Specifying -name 'filename.sh' helped me avoid another issue that I could not solve. There was another file with .sh and that file ended without a newline character. sed for some reason, would add a newline character to the end, despite the 's/blah/blah/g' not matching anything in that file. So instead of figuring out that issue, I just told the find to ignore all other files.

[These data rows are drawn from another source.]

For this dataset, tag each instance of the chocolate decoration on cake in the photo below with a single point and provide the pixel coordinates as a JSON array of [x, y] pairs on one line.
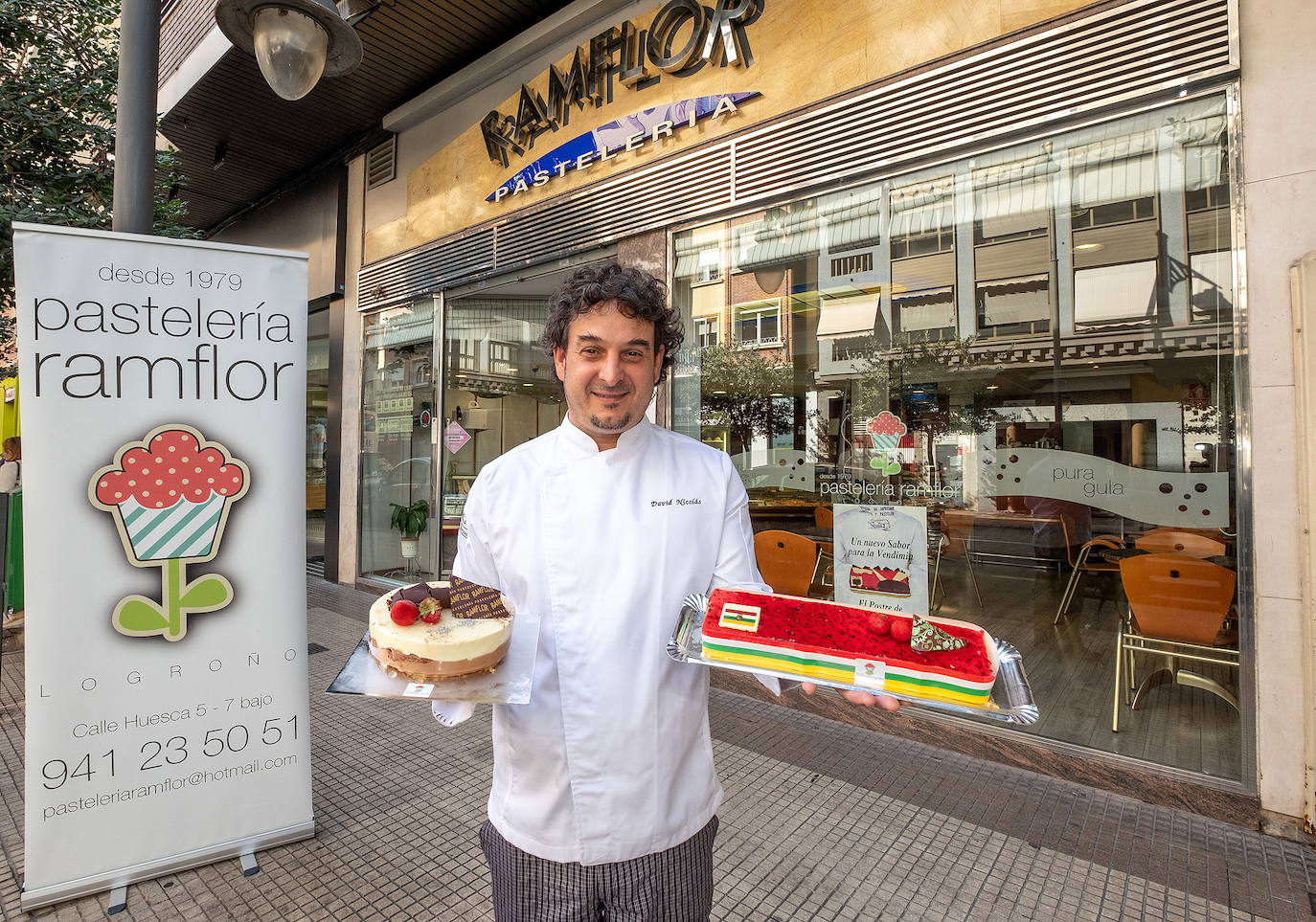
[[412, 594], [926, 637], [471, 600]]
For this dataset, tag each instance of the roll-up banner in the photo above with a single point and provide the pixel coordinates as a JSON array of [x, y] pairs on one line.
[[164, 445]]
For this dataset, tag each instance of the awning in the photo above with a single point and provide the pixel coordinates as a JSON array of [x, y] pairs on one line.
[[853, 313], [922, 207], [697, 250], [1006, 192], [853, 218], [780, 239], [1023, 302], [1115, 180]]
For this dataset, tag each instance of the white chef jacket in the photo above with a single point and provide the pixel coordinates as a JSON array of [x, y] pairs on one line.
[[612, 757]]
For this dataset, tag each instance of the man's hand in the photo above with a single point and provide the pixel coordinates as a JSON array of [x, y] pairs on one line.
[[862, 699]]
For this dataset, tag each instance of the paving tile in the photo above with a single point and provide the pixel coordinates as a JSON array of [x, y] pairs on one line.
[[822, 822]]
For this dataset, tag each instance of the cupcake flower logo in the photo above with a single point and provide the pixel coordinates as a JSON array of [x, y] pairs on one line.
[[170, 496], [886, 430]]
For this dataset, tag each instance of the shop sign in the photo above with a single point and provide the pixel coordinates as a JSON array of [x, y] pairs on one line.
[[1160, 497], [619, 137], [882, 558], [681, 39], [165, 394]]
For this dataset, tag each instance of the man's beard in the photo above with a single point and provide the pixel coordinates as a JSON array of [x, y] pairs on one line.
[[611, 426]]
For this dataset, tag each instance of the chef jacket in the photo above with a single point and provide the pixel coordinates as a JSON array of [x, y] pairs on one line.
[[612, 757]]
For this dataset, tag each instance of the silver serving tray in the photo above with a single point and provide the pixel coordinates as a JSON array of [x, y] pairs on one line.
[[1010, 699]]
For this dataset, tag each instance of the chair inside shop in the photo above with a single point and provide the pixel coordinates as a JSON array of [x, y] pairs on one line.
[[785, 560], [1178, 605], [953, 541], [1177, 541], [1083, 559]]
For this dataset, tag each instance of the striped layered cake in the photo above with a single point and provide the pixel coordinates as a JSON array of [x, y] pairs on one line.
[[819, 640], [170, 495]]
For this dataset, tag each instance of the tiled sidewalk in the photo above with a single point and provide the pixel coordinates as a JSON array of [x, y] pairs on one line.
[[822, 821]]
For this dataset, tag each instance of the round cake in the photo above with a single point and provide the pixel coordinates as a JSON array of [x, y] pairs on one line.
[[424, 640]]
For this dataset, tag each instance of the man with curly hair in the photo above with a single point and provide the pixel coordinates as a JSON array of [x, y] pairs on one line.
[[604, 789]]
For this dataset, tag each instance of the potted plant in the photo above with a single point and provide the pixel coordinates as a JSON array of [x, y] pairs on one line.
[[411, 521]]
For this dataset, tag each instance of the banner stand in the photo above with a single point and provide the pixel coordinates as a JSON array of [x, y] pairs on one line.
[[74, 889], [168, 701]]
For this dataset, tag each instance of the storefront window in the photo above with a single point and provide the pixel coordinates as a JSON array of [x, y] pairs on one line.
[[499, 390], [397, 440], [1030, 354]]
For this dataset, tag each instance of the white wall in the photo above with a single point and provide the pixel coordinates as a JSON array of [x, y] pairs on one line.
[[1280, 200], [306, 220]]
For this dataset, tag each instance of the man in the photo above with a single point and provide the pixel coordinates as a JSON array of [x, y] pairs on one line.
[[604, 788]]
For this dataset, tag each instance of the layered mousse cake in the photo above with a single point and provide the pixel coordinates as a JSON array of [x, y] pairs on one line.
[[936, 658], [437, 630]]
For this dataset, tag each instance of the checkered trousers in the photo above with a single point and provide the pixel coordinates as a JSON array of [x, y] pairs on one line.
[[672, 886]]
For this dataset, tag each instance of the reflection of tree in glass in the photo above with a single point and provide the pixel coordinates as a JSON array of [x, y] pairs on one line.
[[737, 388]]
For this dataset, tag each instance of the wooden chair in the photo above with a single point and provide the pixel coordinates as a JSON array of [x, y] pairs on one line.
[[1178, 604], [1174, 541], [1082, 560], [785, 560]]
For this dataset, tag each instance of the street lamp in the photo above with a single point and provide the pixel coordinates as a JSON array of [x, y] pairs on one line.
[[294, 41]]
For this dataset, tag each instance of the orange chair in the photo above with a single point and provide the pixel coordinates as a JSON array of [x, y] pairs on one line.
[[1178, 605], [1175, 541], [785, 560], [1082, 560]]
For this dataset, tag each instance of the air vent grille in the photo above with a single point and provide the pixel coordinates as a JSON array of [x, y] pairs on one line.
[[1118, 58], [859, 262], [382, 164]]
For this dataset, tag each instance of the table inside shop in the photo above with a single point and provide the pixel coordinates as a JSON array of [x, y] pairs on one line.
[[1006, 537]]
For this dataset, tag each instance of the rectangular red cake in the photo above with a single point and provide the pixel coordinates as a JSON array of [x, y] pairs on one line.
[[819, 640]]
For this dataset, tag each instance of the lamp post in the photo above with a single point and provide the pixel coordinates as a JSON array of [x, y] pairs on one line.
[[134, 115]]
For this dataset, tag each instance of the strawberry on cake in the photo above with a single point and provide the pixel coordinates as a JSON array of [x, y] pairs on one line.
[[922, 658], [435, 630]]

指定 -name 'filename.sh' 帮助我避免了另一个我无法解决的问题。还有另一个带有 .sh 的文件,该文件没有换行符结束。sed 出于某种原因,会在末尾添加一个换行符,尽管 's/blah/blah/g' 与该文件中的任何内容都不匹配。因此,我没有弄清楚这个问题,而是告诉 find 忽略所有其他文件。

Additional commands that work

其他有效的命令

Additionally, I found these commands to work in the findsed.sh file (only one command at a time, not multple, so comment # the others out):

此外,我发现这些命令可以在 findsed.sh 文件中使用(一次只能执行一个命令,而不是多个命令,因此将其他命令注释掉):

find . -name '.publishNewZenPackFromGithub.sh.swp' -exec rm -f {} \;
find . -name '*' -exec grep -H PassToRemove {} \;

Enjoy!

享受!

回答by Ben Hymanson

Could be a shell expansion issue. If filter-branch is losing the quotes around "*.php"by the time it evaluates the command, it may be expanding to nothing, thus git ls-files -zlisting all files.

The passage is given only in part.